The governor made the announcement during annual fall dinner for the statewide LGBT group known as the Empire State Pride Agenda. The event took place at the Sheraton New York Times Square Hotel in New York City.
“It is intolerable to allow discrimination of transgender individuals and they are one of the most abused, harassed groups in society today,” Cuomo said. “Well it is New York State’s role, New York State’s responsibility, and New York State’s legacy to lead the way. And that’s exactly what we are going to do tonight my friends.”
Cuomo said he’s basing the regulations on New York’s Human Rights Law, which prohibits discrimination on the basis of several categories, including sexual orientation. Although the law doesn’t explicitly mention gender identity, Cuomo said the law enables New York’s Division of Human Rights to interpret the law for enforcement purposes.

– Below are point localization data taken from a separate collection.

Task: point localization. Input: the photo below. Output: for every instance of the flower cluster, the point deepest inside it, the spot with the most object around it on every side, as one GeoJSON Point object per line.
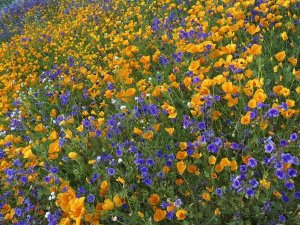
{"type": "Point", "coordinates": [149, 112]}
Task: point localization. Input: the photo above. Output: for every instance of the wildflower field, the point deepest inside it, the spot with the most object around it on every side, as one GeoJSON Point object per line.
{"type": "Point", "coordinates": [150, 112]}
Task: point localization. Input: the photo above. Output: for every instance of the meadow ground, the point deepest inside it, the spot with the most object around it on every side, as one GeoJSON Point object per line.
{"type": "Point", "coordinates": [149, 112]}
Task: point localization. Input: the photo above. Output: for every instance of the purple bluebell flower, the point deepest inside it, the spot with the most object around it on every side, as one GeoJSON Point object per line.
{"type": "Point", "coordinates": [243, 168]}
{"type": "Point", "coordinates": [252, 162]}
{"type": "Point", "coordinates": [253, 183]}
{"type": "Point", "coordinates": [269, 147]}
{"type": "Point", "coordinates": [249, 192]}
{"type": "Point", "coordinates": [287, 158]}
{"type": "Point", "coordinates": [212, 148]}
{"type": "Point", "coordinates": [292, 172]}
{"type": "Point", "coordinates": [289, 185]}
{"type": "Point", "coordinates": [91, 198]}
{"type": "Point", "coordinates": [236, 183]}
{"type": "Point", "coordinates": [293, 137]}
{"type": "Point", "coordinates": [281, 218]}
{"type": "Point", "coordinates": [110, 171]}
{"type": "Point", "coordinates": [219, 191]}
{"type": "Point", "coordinates": [272, 113]}
{"type": "Point", "coordinates": [280, 174]}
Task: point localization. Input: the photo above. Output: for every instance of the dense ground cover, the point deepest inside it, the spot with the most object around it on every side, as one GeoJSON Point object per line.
{"type": "Point", "coordinates": [149, 112]}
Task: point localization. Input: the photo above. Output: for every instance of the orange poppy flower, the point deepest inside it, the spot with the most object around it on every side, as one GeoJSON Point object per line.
{"type": "Point", "coordinates": [280, 56]}
{"type": "Point", "coordinates": [206, 196]}
{"type": "Point", "coordinates": [181, 214]}
{"type": "Point", "coordinates": [159, 215]}
{"type": "Point", "coordinates": [181, 166]}
{"type": "Point", "coordinates": [194, 65]}
{"type": "Point", "coordinates": [255, 50]}
{"type": "Point", "coordinates": [170, 130]}
{"type": "Point", "coordinates": [245, 120]}
{"type": "Point", "coordinates": [154, 199]}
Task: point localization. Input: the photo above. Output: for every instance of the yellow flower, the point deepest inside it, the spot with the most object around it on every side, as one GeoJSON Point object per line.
{"type": "Point", "coordinates": [212, 160]}
{"type": "Point", "coordinates": [284, 36]}
{"type": "Point", "coordinates": [206, 196]}
{"type": "Point", "coordinates": [108, 204]}
{"type": "Point", "coordinates": [39, 128]}
{"type": "Point", "coordinates": [245, 120]}
{"type": "Point", "coordinates": [159, 215]}
{"type": "Point", "coordinates": [194, 65]}
{"type": "Point", "coordinates": [77, 209]}
{"type": "Point", "coordinates": [280, 56]}
{"type": "Point", "coordinates": [182, 145]}
{"type": "Point", "coordinates": [181, 166]}
{"type": "Point", "coordinates": [181, 155]}
{"type": "Point", "coordinates": [148, 135]}
{"type": "Point", "coordinates": [137, 131]}
{"type": "Point", "coordinates": [252, 103]}
{"type": "Point", "coordinates": [121, 180]}
{"type": "Point", "coordinates": [181, 214]}
{"type": "Point", "coordinates": [118, 201]}
{"type": "Point", "coordinates": [154, 199]}
{"type": "Point", "coordinates": [170, 130]}
{"type": "Point", "coordinates": [255, 50]}
{"type": "Point", "coordinates": [53, 135]}
{"type": "Point", "coordinates": [266, 184]}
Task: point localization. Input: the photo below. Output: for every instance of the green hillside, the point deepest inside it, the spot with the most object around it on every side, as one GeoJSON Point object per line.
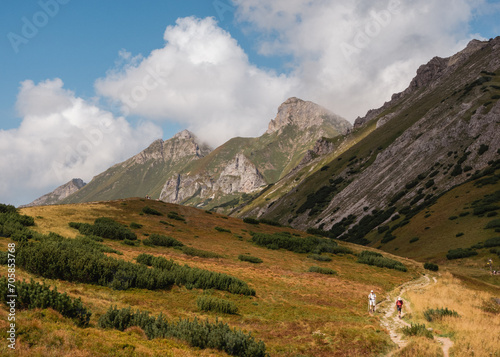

“Well, as Governor of New York, it is my opinion that in 2015 it is clear that the fair, legal interpretation and definition of a person’s sex includes gender identity and gender expression,” Cuomo said. “Therefore, I am directing the state Division of Human Rights to immediately issue regulations defining New York State’s anti-discrimination law to prohibit discrimination against trans-individuals in the state of New York.”
In 2009, former New York Gov. David Paterson issued an executive order prohibiting anti-trans discrimination. But that action only was extended to employment at state agencies, not the public sector, and didn’t apply to housing or public accommodations.
Transgender advocates in New York have sought to amend state code with the legislation known as the Gender Expression Non-Discrimination Act to extend protections on gender identity, but have been unsuccessful thus far.
Nathan Schaefer, executive director of the Empire State Pride Agenda, said in a statement the regulatory changes have the full force law in New York.
“After years of tireless advocacy, we’ve won a tremendous victory for transgender civil rights with Gov. Cuomo’s announcement tonight,” Schaefer said.
Kris Hayashi, executive director of the Oakland, California-based Transgender Law Center, is now counting New York as the 20th state to explicitly prohibit anti-trans discrimination and harassment.
“As we’ve painfully witnessed again and again this year, transgender people face epidemic rates of violence, harassment, and discrimination in this country,” Hayashi said. “Explicit protections based on gender identity and expression, like those New York is adopting and which 19 other states have in place, are a critical part of creating a society where all people can survive and thrive.”